Dans ce passage, le fonctionnement des deux langues, l'anglais et l'espagnol, est à souligner également. L'anglais joue dans la première partie du texte son rôle de langue de communication sociale avec l'intru extérieur qu'est le professeur Guzmán. Cet emploi est affirmé et d'une certaine façon revendiqué par Raúl qui, avec un tranchant I speak English refuse de parler en espagnol avec Guzmán alors même que celui-ci a amorcé la conversation dans cette langue. Leur bref échange montre bien le statut social différent des deux langues. Pour Raúl, parler en espagnol avec Guzmán signifierait être rabaissé à sa condition sociale inférieure de migrant non intégré.
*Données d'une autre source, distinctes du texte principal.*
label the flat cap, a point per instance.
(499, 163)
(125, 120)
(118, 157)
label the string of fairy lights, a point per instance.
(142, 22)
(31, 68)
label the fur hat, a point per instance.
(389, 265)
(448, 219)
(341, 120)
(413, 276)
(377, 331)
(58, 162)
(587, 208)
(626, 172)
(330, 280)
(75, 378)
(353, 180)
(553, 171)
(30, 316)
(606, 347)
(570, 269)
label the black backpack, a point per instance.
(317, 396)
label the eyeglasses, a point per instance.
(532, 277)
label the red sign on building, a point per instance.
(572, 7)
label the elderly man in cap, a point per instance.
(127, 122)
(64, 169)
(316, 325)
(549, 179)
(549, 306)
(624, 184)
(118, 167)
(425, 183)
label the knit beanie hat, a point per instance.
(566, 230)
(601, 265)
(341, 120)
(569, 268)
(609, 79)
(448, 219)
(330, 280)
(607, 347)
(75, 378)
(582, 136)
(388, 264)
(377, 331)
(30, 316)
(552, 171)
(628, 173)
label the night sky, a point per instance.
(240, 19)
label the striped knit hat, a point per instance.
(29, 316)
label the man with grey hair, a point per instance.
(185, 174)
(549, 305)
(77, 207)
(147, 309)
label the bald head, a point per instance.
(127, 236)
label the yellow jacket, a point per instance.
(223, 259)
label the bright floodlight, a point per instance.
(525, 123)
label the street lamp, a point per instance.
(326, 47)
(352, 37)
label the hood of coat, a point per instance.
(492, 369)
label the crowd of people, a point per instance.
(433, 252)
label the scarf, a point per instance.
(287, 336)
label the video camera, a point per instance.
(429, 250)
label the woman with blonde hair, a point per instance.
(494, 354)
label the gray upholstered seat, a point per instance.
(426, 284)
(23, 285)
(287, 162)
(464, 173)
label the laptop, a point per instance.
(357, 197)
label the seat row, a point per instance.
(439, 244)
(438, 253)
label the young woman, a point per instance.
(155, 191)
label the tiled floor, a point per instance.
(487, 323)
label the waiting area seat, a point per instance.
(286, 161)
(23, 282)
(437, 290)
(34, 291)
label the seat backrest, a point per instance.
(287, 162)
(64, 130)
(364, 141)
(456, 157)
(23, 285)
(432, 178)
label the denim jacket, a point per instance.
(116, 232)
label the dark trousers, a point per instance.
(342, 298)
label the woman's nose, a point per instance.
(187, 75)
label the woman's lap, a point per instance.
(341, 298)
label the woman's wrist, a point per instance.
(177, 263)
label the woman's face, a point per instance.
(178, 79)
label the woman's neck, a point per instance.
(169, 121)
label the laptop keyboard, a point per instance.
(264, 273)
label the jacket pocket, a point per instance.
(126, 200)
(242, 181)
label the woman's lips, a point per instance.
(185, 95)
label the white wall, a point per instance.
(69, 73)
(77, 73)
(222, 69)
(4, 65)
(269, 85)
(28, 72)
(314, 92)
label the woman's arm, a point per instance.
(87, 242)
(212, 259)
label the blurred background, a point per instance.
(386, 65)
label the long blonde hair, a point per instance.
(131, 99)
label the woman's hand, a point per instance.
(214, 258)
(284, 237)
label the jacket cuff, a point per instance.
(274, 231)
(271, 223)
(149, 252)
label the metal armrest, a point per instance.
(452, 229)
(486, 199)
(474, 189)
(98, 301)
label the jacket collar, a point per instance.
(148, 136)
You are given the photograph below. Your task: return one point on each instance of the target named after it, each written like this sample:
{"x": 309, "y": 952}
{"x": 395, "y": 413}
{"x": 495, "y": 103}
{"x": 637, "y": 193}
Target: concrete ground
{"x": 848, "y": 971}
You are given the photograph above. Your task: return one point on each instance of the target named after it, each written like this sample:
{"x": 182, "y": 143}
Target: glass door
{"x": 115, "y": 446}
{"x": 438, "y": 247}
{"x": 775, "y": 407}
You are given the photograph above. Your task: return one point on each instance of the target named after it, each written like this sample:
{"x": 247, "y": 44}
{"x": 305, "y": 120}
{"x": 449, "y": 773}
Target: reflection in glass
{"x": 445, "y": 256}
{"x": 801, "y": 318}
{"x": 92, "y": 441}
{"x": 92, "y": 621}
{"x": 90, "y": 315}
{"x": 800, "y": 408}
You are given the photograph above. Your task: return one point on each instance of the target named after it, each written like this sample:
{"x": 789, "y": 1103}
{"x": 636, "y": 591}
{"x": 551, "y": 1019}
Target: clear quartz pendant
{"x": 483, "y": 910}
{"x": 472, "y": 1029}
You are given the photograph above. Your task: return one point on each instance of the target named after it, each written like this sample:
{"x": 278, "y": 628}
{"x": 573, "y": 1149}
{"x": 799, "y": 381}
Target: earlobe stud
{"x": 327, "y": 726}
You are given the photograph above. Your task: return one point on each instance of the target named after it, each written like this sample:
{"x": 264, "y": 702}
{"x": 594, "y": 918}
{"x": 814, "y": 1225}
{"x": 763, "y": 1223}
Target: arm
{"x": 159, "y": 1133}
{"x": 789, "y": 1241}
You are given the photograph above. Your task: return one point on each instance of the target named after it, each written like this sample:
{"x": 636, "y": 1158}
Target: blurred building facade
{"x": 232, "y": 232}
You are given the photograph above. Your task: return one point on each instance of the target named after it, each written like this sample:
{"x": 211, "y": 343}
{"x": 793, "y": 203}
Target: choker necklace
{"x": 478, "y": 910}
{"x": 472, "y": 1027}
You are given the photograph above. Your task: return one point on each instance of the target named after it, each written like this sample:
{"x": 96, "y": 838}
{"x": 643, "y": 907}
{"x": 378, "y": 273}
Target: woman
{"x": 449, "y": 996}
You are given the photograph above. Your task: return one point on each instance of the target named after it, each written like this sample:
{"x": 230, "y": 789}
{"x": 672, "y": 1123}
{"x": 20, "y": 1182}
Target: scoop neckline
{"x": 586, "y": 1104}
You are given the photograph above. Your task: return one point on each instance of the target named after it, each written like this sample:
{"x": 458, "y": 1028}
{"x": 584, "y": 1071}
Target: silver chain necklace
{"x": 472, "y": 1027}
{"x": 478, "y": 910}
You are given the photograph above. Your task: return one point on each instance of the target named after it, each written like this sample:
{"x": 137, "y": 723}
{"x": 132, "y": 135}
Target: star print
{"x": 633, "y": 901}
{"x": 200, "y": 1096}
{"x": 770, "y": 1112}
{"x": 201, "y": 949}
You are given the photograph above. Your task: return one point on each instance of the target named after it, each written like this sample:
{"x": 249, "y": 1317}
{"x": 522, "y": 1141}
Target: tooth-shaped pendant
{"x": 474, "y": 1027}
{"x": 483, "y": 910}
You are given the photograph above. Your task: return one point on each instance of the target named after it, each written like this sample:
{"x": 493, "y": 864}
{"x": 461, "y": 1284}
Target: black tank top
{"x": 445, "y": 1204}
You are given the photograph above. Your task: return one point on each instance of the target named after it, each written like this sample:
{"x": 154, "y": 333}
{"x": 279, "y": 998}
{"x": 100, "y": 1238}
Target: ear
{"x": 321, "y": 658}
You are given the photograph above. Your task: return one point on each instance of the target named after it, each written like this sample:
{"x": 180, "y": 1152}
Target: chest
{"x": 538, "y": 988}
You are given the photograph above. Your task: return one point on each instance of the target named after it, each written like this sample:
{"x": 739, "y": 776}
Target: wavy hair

Guzmán le comprend immédiatement et s'en excuse avant de repasser à l'anglais.
Ana's a very special young woman
Ana está celebrando su cumpleaños con su familia en el jardín de su casa. De repente toca el timbre y aparece el señor Guzmán, el profesor de inglés de Ana en el instituto
ANA : Mr. Guzmán, what are you doing here ?
MR. GUZMÁN : Are your parents here ?
Voz off : Ana , who is it ?
ANA : Yeah, but I told you, you can't...
RAÚL : Ana, ¿ quién es ?
MR. GUZMÁN : Buenas tardes, señor.
(a Carmen) Señora. Soy Elias Guzmán. Fui el maestro de inglés de Ana.
RAÚL : I speak English.
MR. GUZMÁN : Sorry. Ana... is an excellent student. I'd like to see her continue her education. Go to college.
RAÚL : Mr. Guzmán of course we want Ana to get educated. (pausa) We have already discussed that amongst our family. But we need her to work now.
RAÚL : She can go to college later.
MR. GUZMÁN : Señor García, Ana's a very special young woman. She got herself into Beverly Hills High School which is not easy to do, and now she can go even further. There are all kinds of scholarships.
CARMEN : I'm sorry Mr. Guzmán, but tomorrow morning she goes to the factory to sew... with us.
MR. GUZMÁN : May I ask you, Mr. García, just to please think about college.
RAÚL : I'll think about it. I'll talk to my wife. Vamonos Anita.
ANA (al Sr Guzmán) : I told you.
Después de la visita del señor Guzmán, los padres de Ana, Raúl y Carmen discuten a propósito de su hija.
CARMEN : No quiere hacer quehacer. No limpia su cuarto, no lava la ropa. No hace de comer. Puros problemas me da.
RAÚL : Carmencita, Ana no te da tantos problemas. Mira, su maestro está bien contento con ella. Si hacemos un esfuerzo,yo creo que podemos ayudarla a ir a la universidad para que se eduque.
CARMEN : Yo la puedo educar. Yo le enseño a cocer. Le enseño a criar a sus hijos, a atender a su marido. Esas cosas no le van a enseñar allí en el colegio.
RAÚL : Está bien. Mira, se puede casar después.
CARMEN : ¿ Que no me estás oyendo Raúl ? Es questión de principios. No es justo. Yo trabajo desde la edad de trece años. Ana tiene dieciocho años. Ahora le toca a ella. Que trabaje.